Tuesday, May 31, 2011

If your data lacks integrity you are, in a word, doomed.

Recently I ran across across a website and their related blog ( http://channelmeter.com/ & http://insidechannelmeter.wordpress.com/ ) . The company's focus is the analytical data of You Tube. Naturally with the size of You Tube the analytical data is going to be big.  So I knew this would not be a company that is just taking a few hundred names from a web form each day. I saw from  their blog posting that they use MySQL community edition 5.5. I reached out to asked them a few questions. “We are storing tens of millions of rows of data, and adding millions more every day.” – Dave Storrs Co-Founder, ChannelMeter.com. To me this is showing, once again, how well a company can be built and run with an open source database and tools.
They rely on the default InnoDB storage engine in MySQL because of the ACID compliance and data integrity it offered them. This being supported by the use of transactions and foreign keys. “If your data lacks integrity you are, in a word, doomed.”– Dave Storrs. The tradeoff, if any, for this stability was speed. They can still address some speed issues with faster machines, indexes and additional use of caching. They currently have plans to utilize a 10 minute caching timeout and deploy Varnish. 
As with any start up, they have run across a few issues. The rapid growth of their data has required them to evaluate their hard drives and options of partitioning or sharding their data. They have used the MySQL community to help them with any problems. “Whenever I encounter difficulties related to the DB, the answer is almost always to be found in the documentation or the forums.” – Dave Storrs. 
While I might be biased, I am still shocked that is it not standard to run a web server and company on a LAMP stack environment. 

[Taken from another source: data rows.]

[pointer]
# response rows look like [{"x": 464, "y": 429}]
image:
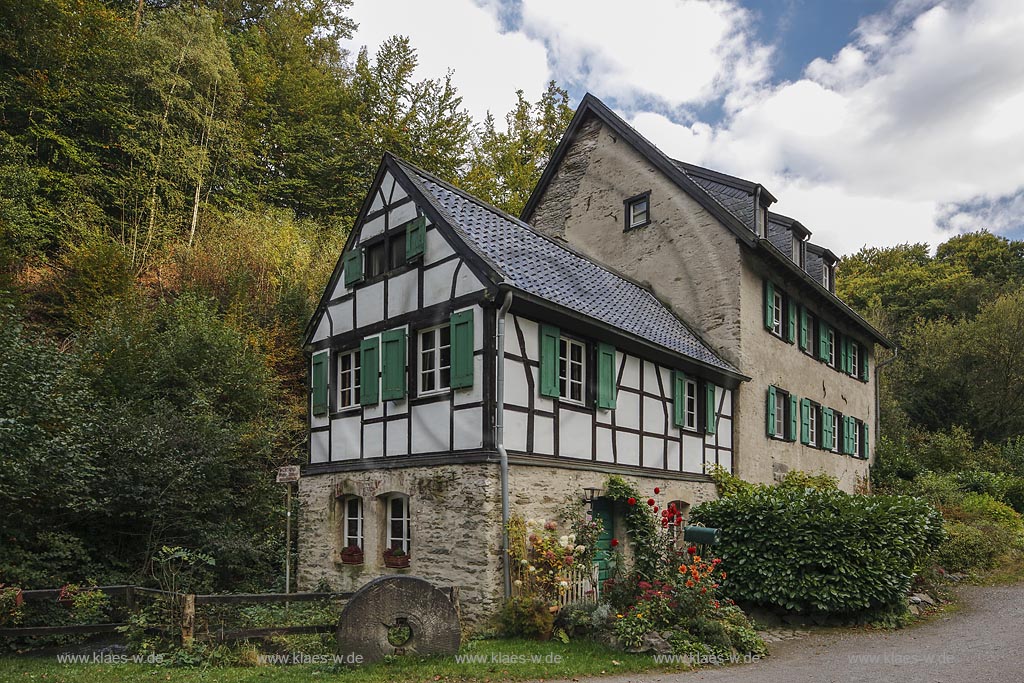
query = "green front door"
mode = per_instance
[{"x": 604, "y": 512}]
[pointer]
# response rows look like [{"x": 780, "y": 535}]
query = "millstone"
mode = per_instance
[{"x": 385, "y": 605}]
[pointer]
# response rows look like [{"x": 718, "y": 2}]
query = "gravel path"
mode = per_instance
[{"x": 983, "y": 641}]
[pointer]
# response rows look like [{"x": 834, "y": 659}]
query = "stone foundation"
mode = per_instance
[{"x": 455, "y": 520}]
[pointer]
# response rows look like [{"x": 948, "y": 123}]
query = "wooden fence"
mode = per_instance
[{"x": 186, "y": 602}]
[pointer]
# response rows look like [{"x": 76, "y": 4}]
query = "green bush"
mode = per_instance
[
  {"x": 972, "y": 547},
  {"x": 821, "y": 551},
  {"x": 526, "y": 617}
]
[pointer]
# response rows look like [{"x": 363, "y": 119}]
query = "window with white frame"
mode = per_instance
[
  {"x": 776, "y": 314},
  {"x": 571, "y": 364},
  {"x": 398, "y": 535},
  {"x": 781, "y": 406},
  {"x": 435, "y": 359},
  {"x": 638, "y": 211},
  {"x": 690, "y": 418},
  {"x": 812, "y": 422},
  {"x": 348, "y": 379},
  {"x": 837, "y": 430},
  {"x": 353, "y": 521}
]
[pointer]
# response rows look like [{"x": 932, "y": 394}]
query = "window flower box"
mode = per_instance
[
  {"x": 351, "y": 555},
  {"x": 395, "y": 558}
]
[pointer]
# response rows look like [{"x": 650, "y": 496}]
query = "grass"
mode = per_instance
[{"x": 502, "y": 660}]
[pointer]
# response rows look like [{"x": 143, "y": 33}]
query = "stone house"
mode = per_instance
[{"x": 644, "y": 316}]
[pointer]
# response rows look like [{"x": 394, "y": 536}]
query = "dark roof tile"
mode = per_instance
[{"x": 540, "y": 266}]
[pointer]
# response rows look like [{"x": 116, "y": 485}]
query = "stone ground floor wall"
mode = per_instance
[
  {"x": 455, "y": 521},
  {"x": 455, "y": 513}
]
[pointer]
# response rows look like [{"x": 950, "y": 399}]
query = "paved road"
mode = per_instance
[{"x": 983, "y": 641}]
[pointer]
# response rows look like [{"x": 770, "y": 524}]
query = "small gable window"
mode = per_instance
[
  {"x": 398, "y": 532},
  {"x": 435, "y": 359},
  {"x": 570, "y": 368},
  {"x": 353, "y": 521},
  {"x": 638, "y": 211},
  {"x": 376, "y": 259},
  {"x": 348, "y": 379}
]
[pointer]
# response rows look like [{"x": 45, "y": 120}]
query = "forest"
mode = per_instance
[{"x": 176, "y": 181}]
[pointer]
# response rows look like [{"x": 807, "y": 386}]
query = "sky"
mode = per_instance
[{"x": 873, "y": 122}]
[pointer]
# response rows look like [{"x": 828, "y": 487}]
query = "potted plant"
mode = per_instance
[
  {"x": 396, "y": 558},
  {"x": 351, "y": 555}
]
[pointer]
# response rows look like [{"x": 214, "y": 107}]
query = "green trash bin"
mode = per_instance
[{"x": 701, "y": 535}]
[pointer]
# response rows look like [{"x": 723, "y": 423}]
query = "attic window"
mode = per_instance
[{"x": 638, "y": 211}]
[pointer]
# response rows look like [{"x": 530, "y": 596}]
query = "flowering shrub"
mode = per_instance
[
  {"x": 544, "y": 561},
  {"x": 673, "y": 588},
  {"x": 822, "y": 551},
  {"x": 10, "y": 605}
]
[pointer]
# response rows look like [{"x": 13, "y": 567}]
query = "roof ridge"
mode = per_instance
[{"x": 558, "y": 243}]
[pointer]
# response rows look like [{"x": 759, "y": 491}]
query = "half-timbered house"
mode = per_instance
[{"x": 645, "y": 317}]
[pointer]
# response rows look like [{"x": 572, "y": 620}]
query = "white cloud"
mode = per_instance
[
  {"x": 913, "y": 130},
  {"x": 458, "y": 35},
  {"x": 679, "y": 52}
]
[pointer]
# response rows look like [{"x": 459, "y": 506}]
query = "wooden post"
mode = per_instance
[{"x": 187, "y": 619}]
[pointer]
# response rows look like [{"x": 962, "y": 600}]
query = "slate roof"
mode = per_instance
[
  {"x": 535, "y": 264},
  {"x": 733, "y": 198}
]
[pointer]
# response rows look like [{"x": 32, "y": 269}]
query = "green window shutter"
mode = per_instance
[
  {"x": 710, "y": 409},
  {"x": 794, "y": 418},
  {"x": 549, "y": 360},
  {"x": 318, "y": 381},
  {"x": 353, "y": 266},
  {"x": 462, "y": 349},
  {"x": 605, "y": 376},
  {"x": 416, "y": 238},
  {"x": 370, "y": 360},
  {"x": 393, "y": 365},
  {"x": 804, "y": 341},
  {"x": 792, "y": 330},
  {"x": 805, "y": 421},
  {"x": 679, "y": 397}
]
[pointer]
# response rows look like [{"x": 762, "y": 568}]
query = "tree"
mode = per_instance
[{"x": 506, "y": 165}]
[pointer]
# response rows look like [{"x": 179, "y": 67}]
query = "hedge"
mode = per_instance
[{"x": 821, "y": 551}]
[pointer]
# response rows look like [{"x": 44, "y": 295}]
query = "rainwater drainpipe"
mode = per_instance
[
  {"x": 879, "y": 367},
  {"x": 500, "y": 442}
]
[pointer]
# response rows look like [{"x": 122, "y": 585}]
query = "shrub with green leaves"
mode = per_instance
[{"x": 821, "y": 551}]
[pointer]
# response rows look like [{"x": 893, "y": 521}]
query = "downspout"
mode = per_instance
[
  {"x": 500, "y": 442},
  {"x": 878, "y": 391},
  {"x": 758, "y": 214}
]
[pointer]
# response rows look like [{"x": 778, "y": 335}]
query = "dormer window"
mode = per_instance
[{"x": 638, "y": 211}]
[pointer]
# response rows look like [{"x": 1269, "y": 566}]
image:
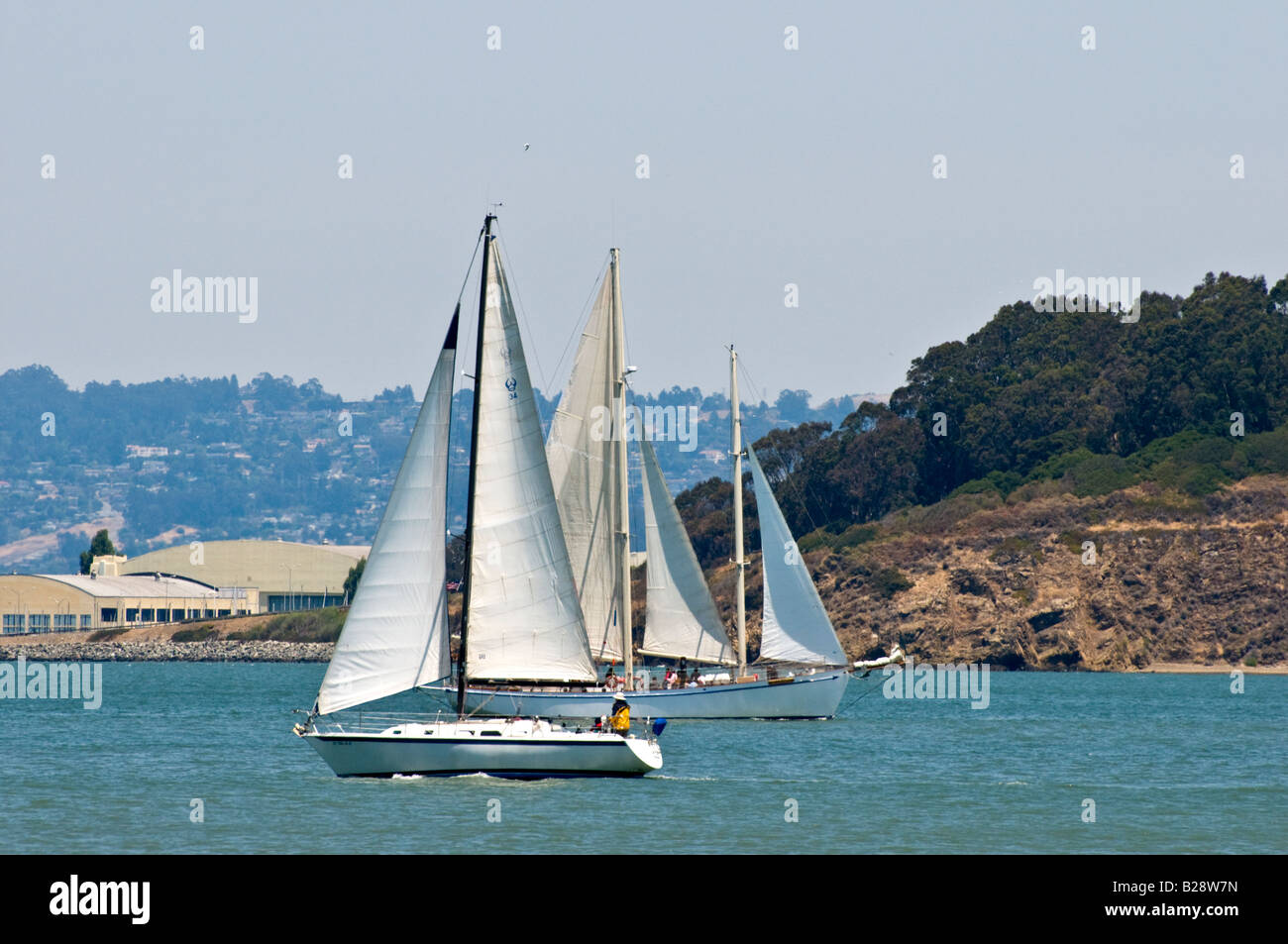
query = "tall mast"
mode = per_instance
[
  {"x": 623, "y": 535},
  {"x": 475, "y": 441},
  {"x": 739, "y": 562}
]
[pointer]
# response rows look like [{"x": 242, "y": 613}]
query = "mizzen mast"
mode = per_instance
[
  {"x": 739, "y": 561},
  {"x": 623, "y": 535},
  {"x": 475, "y": 441}
]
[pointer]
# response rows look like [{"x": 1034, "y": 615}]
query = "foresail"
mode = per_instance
[
  {"x": 395, "y": 633},
  {"x": 681, "y": 616},
  {"x": 795, "y": 626},
  {"x": 524, "y": 621},
  {"x": 584, "y": 472}
]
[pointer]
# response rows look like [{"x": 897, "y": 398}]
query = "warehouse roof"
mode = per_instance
[{"x": 133, "y": 586}]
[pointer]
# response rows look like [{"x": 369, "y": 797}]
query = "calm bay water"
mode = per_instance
[{"x": 1173, "y": 763}]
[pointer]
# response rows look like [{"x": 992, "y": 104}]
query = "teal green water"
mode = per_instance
[{"x": 1173, "y": 763}]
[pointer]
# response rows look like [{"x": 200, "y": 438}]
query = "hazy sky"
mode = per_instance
[{"x": 767, "y": 166}]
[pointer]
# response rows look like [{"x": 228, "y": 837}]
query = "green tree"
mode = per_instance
[
  {"x": 98, "y": 548},
  {"x": 351, "y": 582}
]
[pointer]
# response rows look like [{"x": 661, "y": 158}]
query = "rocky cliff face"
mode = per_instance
[{"x": 1057, "y": 582}]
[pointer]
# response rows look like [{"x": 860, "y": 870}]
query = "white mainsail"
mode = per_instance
[
  {"x": 795, "y": 626},
  {"x": 681, "y": 616},
  {"x": 395, "y": 634},
  {"x": 524, "y": 620},
  {"x": 584, "y": 459}
]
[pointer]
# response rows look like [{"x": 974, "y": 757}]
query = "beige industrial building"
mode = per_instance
[
  {"x": 286, "y": 575},
  {"x": 53, "y": 603}
]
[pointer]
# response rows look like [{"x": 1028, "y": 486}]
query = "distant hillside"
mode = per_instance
[
  {"x": 204, "y": 459},
  {"x": 1091, "y": 504}
]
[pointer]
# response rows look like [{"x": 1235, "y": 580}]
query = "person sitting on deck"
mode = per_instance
[{"x": 621, "y": 717}]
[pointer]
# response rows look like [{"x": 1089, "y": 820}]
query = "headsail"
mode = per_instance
[
  {"x": 584, "y": 458},
  {"x": 524, "y": 621},
  {"x": 795, "y": 626},
  {"x": 395, "y": 634},
  {"x": 681, "y": 616}
]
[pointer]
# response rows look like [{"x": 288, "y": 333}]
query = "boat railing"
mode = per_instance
[{"x": 374, "y": 723}]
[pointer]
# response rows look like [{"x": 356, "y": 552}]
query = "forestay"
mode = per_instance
[
  {"x": 584, "y": 456},
  {"x": 395, "y": 633},
  {"x": 524, "y": 620},
  {"x": 795, "y": 626},
  {"x": 681, "y": 616}
]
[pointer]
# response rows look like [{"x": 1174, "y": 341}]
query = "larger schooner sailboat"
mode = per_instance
[
  {"x": 520, "y": 608},
  {"x": 803, "y": 670}
]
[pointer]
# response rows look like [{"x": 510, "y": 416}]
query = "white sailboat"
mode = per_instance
[
  {"x": 803, "y": 670},
  {"x": 520, "y": 616}
]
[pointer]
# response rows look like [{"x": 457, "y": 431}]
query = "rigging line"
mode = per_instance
[
  {"x": 581, "y": 316},
  {"x": 859, "y": 698},
  {"x": 523, "y": 313},
  {"x": 800, "y": 493},
  {"x": 469, "y": 322}
]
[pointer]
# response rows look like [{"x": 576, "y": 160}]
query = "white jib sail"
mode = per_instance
[
  {"x": 681, "y": 616},
  {"x": 584, "y": 471},
  {"x": 524, "y": 621},
  {"x": 395, "y": 634},
  {"x": 795, "y": 626}
]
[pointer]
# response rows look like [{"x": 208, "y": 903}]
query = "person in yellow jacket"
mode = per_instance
[{"x": 619, "y": 721}]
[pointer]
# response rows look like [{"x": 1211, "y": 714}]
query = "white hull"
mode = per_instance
[
  {"x": 803, "y": 697},
  {"x": 519, "y": 750}
]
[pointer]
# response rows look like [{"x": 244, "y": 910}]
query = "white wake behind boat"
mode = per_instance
[
  {"x": 520, "y": 605},
  {"x": 803, "y": 669}
]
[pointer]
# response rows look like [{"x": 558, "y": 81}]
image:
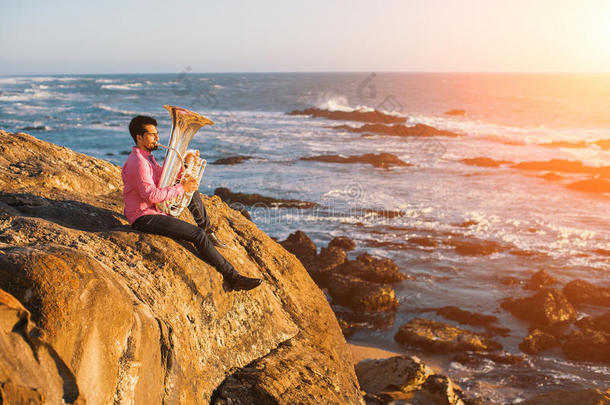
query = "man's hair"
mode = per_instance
[{"x": 136, "y": 126}]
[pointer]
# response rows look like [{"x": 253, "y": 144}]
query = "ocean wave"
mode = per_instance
[
  {"x": 114, "y": 110},
  {"x": 126, "y": 86}
]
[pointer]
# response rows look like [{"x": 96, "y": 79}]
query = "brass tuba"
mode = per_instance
[{"x": 185, "y": 124}]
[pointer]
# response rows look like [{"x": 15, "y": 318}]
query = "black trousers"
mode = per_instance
[{"x": 178, "y": 229}]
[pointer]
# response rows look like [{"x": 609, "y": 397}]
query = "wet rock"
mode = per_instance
[
  {"x": 379, "y": 160},
  {"x": 465, "y": 317},
  {"x": 300, "y": 245},
  {"x": 399, "y": 373},
  {"x": 439, "y": 390},
  {"x": 583, "y": 292},
  {"x": 540, "y": 280},
  {"x": 361, "y": 295},
  {"x": 373, "y": 269},
  {"x": 260, "y": 201},
  {"x": 561, "y": 397},
  {"x": 588, "y": 345},
  {"x": 439, "y": 337},
  {"x": 232, "y": 160},
  {"x": 417, "y": 130},
  {"x": 342, "y": 242},
  {"x": 538, "y": 341},
  {"x": 591, "y": 186},
  {"x": 475, "y": 247},
  {"x": 356, "y": 115},
  {"x": 546, "y": 308},
  {"x": 455, "y": 112},
  {"x": 329, "y": 259},
  {"x": 484, "y": 162}
]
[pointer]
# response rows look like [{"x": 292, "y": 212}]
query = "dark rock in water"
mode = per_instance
[
  {"x": 439, "y": 389},
  {"x": 546, "y": 308},
  {"x": 259, "y": 201},
  {"x": 583, "y": 292},
  {"x": 538, "y": 341},
  {"x": 484, "y": 162},
  {"x": 439, "y": 337},
  {"x": 232, "y": 160},
  {"x": 361, "y": 295},
  {"x": 380, "y": 160},
  {"x": 363, "y": 116},
  {"x": 591, "y": 186},
  {"x": 418, "y": 130},
  {"x": 455, "y": 112},
  {"x": 465, "y": 317},
  {"x": 342, "y": 242},
  {"x": 475, "y": 247},
  {"x": 588, "y": 345},
  {"x": 475, "y": 359},
  {"x": 601, "y": 323},
  {"x": 140, "y": 318},
  {"x": 563, "y": 166},
  {"x": 329, "y": 259},
  {"x": 300, "y": 245},
  {"x": 583, "y": 397},
  {"x": 540, "y": 280},
  {"x": 373, "y": 269},
  {"x": 399, "y": 373},
  {"x": 32, "y": 371}
]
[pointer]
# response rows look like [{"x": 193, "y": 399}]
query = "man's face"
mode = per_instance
[{"x": 148, "y": 139}]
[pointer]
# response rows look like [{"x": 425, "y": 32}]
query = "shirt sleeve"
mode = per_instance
[{"x": 147, "y": 188}]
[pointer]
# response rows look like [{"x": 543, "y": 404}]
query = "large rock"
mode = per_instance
[
  {"x": 547, "y": 308},
  {"x": 439, "y": 337},
  {"x": 140, "y": 318},
  {"x": 31, "y": 371},
  {"x": 583, "y": 292}
]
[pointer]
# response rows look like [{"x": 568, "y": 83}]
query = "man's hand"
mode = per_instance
[{"x": 189, "y": 184}]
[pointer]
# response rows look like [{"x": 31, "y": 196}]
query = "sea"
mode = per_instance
[{"x": 536, "y": 220}]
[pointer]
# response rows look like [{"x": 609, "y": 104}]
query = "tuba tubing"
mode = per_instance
[{"x": 185, "y": 124}]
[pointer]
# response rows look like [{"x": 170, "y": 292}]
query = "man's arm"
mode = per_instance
[{"x": 149, "y": 191}]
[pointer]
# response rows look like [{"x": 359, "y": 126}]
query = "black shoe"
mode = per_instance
[
  {"x": 239, "y": 282},
  {"x": 215, "y": 241}
]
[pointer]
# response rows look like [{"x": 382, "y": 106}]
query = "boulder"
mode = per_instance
[
  {"x": 583, "y": 292},
  {"x": 547, "y": 308},
  {"x": 379, "y": 160},
  {"x": 361, "y": 295},
  {"x": 342, "y": 242},
  {"x": 140, "y": 318},
  {"x": 439, "y": 337},
  {"x": 399, "y": 373},
  {"x": 538, "y": 341},
  {"x": 373, "y": 269},
  {"x": 300, "y": 245}
]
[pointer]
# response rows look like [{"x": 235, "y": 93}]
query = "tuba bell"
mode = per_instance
[{"x": 185, "y": 124}]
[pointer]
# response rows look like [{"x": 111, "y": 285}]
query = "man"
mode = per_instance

More information is available via their blog: http://insidechannelmeter.wordpress.com/2011/05/25/advice-to-developers-on-managing-mysql/

So the long and short of it...... Way to go open source !

Wednesday, May 18, 2011

Let the communities voice be heard....

MySQL is going to revitalize planet.mysql.com and we want to hear from you! This is a community platform and you should have a say. What would you like to see on planet.mysql.com ? Please feel free to take the poll  titled "What content do you value most on planet.mysql.com?" or respond with ideas if you do not see it listed.

Friday, May 13, 2011

Taking a look at MySQL Cluster -- and saving money in the long run

Over the last few years I have worked for few different companies that utilized versions of relayed replication with the MySQL databases. Their data handler connections where done with Java connection pooling or custom built PHP/PERL code. This allowed each company to spread the load of heavy queries and maintain a decent up time based on the load of their servers. One of the companies comes to mind often when I think of the MySQL cluster.

The company was growing and we made plans to move out of leased servers and build out our racks in a co-location center. This would have been a great time to think ahead and move towards or at the very least heavily evaluate a MySQL Cluster solution. I often got push back on this topic. Granted hindsight is always 20/20. Everything was new and fresh and we could have tested and benchmarked before live traffic was on the systems. Instead we continued with a basic MySQL replication set up (1 master --> 2 slaves). It did not take us long before we adjusted the databases to a relayed replication environment (1 master --> slave --> slave) . As we advanced with this environment we built out custom PHP handles that could take thresholds per query and allowed us to pick and choose which database the query would run on based on server load and slave lag. This allowed us to keep heavy queries off the master easily. While the relayed replication setup improved our stability and reduced our downtime drastically, downtime was still a concern and issue at times.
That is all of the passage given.